Exposure to IT and communication services yielded positive returns
As of May 31, 2024, the Magnificent Seven represented 18.7% of the MSCI ACWI Index and, by sector, represented 4.1% of communication services, 3.0% of consumer discretionary and 11.7% of IT. Although this group shares several characteristics, it is quite diverse in terms of key sustainability and climate metrics.
Index inclusion varied with Magnificent Seven stocks’ sustainability and climate metrics
Stock selection’s role in indexes’ performance
We recently analyzed the financial performance of MSCI ESG Ratings over the long term — 11 years across both developed and emerging markets and 17 years in developed markets only.[2] We found that after controlling for dimensions of risk, such as region, size and factor exposures, companies with higher ratings outperformed those with lower ratings and had better earnings fundamentals. MSCI ESG Ratings provide an assessment of a company’s management of its financially relevant sustainability-related risks and opportunities and are assigned relative to industry peers. The ratings range from AAA to CCC, with AAA being highest.
The methodologies of the MSCI ACWI ESG Leaders and MSCI ACWI SRI Indexes target 50% and 25% coverage, respectively, of each of the 11 GICS sectors by float-adjusted market capitalization. The former limits inclusion to stocks with an MSCI ESG Rating of BB or higher, and the latter to A or higher. Index eligibility also depends on metrics such as MSCI ESG Controversies, which provide an opinion of a company's involvement in sustainability-related controversies and incidents.
For the 12 months ending May 31, 2024, the active return of the MSCI ACWI ESG Leaders Index was driven mainly by sector allocations, whereas stock selection within the sectors played a larger role in the MSCI ACWI SRI Index’s active return. Both indexes use a “best in class” approach, but their differences in aggregate sector coverage and MSCI ESG Ratings eligibility resulted in a return difference of approximately 7%.

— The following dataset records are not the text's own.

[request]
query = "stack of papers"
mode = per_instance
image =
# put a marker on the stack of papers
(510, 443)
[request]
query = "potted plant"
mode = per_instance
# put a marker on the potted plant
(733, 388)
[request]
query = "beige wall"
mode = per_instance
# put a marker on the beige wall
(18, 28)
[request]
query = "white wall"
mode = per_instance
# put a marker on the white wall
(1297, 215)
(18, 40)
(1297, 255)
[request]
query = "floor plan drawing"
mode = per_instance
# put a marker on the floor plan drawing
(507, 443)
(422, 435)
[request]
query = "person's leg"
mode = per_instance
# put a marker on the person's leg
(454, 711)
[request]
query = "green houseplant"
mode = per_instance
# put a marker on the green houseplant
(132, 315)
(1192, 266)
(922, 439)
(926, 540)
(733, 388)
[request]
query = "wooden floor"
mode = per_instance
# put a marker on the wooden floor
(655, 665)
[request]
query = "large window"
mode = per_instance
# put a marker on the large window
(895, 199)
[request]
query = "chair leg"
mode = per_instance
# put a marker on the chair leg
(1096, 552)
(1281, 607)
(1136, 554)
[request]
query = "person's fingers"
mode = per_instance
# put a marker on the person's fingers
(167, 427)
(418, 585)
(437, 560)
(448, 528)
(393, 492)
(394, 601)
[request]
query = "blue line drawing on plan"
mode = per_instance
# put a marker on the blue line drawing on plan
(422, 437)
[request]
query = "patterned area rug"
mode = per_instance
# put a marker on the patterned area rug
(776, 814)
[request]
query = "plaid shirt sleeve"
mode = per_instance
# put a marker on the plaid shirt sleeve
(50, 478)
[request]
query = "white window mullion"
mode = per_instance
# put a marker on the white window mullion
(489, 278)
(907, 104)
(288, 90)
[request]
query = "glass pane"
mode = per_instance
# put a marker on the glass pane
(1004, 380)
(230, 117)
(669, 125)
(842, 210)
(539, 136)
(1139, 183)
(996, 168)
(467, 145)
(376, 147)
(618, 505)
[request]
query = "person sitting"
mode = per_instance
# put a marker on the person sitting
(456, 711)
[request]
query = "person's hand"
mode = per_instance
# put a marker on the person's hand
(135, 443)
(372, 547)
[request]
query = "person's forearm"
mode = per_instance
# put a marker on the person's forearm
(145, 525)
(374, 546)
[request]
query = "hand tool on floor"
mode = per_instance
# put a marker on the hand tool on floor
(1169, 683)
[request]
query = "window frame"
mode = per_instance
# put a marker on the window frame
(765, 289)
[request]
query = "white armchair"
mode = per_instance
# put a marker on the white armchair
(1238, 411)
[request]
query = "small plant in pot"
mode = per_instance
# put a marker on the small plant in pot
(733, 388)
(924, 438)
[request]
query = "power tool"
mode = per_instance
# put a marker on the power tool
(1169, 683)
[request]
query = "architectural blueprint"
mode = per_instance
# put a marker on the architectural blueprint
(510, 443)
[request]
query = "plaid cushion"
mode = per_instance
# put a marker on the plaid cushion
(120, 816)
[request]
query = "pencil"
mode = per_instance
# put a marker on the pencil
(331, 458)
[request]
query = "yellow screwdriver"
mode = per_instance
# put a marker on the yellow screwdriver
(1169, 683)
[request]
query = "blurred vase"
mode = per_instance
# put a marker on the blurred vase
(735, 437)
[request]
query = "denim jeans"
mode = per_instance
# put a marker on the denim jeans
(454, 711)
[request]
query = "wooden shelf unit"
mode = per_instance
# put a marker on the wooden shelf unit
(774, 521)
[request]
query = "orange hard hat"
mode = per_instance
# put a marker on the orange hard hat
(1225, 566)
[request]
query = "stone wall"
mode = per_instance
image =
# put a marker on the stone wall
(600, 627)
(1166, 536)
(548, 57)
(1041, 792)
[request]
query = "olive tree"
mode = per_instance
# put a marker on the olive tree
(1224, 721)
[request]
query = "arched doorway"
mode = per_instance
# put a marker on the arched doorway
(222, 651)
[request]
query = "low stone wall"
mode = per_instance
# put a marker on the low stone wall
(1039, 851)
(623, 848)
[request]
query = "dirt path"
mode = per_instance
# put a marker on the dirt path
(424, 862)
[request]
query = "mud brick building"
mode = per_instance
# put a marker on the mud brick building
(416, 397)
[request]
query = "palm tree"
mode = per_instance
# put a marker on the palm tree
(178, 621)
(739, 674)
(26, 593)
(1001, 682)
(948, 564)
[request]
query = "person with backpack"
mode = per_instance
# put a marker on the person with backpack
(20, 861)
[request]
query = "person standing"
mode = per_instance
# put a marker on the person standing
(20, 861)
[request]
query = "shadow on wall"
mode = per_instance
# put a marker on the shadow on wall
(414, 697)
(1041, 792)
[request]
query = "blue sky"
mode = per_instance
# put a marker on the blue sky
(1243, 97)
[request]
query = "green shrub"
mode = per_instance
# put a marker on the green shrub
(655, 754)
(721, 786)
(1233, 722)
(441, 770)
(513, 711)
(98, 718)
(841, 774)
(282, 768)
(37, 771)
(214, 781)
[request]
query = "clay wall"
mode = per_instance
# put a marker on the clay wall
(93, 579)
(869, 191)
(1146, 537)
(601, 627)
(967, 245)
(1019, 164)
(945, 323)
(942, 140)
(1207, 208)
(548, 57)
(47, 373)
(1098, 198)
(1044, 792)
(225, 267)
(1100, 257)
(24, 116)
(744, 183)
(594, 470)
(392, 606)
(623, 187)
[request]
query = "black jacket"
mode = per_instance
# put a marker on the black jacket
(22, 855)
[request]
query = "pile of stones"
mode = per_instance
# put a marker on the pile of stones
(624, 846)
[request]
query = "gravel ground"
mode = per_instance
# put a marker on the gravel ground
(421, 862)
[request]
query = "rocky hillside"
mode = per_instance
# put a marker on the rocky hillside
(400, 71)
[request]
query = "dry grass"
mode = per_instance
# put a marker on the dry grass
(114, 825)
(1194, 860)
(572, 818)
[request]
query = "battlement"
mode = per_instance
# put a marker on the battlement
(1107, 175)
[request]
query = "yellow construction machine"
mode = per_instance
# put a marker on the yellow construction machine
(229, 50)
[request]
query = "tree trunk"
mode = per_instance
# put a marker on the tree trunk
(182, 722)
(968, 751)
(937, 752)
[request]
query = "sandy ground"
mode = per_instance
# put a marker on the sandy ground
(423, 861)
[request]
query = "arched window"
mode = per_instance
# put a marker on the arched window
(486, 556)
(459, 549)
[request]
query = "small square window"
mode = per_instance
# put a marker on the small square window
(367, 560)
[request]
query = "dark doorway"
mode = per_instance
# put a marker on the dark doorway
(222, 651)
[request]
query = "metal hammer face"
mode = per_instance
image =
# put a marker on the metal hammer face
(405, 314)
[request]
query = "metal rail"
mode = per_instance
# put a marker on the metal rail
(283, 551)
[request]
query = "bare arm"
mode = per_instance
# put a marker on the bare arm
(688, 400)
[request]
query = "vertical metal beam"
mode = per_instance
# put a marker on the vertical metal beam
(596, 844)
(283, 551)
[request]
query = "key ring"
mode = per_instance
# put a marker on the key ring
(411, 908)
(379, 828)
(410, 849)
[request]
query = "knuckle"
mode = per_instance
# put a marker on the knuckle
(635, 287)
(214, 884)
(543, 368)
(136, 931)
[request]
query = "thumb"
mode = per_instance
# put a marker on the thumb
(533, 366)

The MSCI Climate Indexes use a variety of climate metrics, including the percentage of revenues generated from six clean-tech themes: alternative energy, energy efficiency, sustainable water, green building, pollution prevention and sustainable agriculture. Although their methodologies do not stipulate explicit targets for the percentage of green revenues, some of these indexes, such as the MSCI Climate Paris Aligned Indexes, target four times green-to-fossil-fuels-based revenues relative to the parent index. The MSCI Climate Action Indexes use multiple scoring criteria, including whether a company has had its targets to reduce carbon emissions approved by the Science Based Targets initiative or whether it has demonstrated historical reductions in its carbon emissions.
Sustainability and climate metrics varied across the MSCI ACWI ESG and MSCI ACWI Climate Indexes
The role of methodology and metrics in index performance
For the five months ending May 2024, the MSCI ACWI ESG and MSCI ACWI Climate Indexes that had positive exposures to the momentum factor and IT sector outperformed their parent, the MSCI ACWI Index. The IT sector benefited, as it did over the last 12 months, from the strong performance of Magnificent Seven stocks Nvidia, Apple and Microsoft. The variation in the Magnificent Seven stocks’ sustainability and climate metrics affected their eligibility for inclusion — and, thus, their degree of influence on performance — across the universe of the MSCI ESG and Climate Indexes.
An index’s methodology, and how it uses sustainability and climate metrics, determine an index’s composition and, consequently, influence its return over various time horizons. An understanding of how methodology and metrics combine to impact index composition can provide insights into the performance disparities of the MSCI ESG and Climate Indexes, not only for the most recent period, but over other horizons.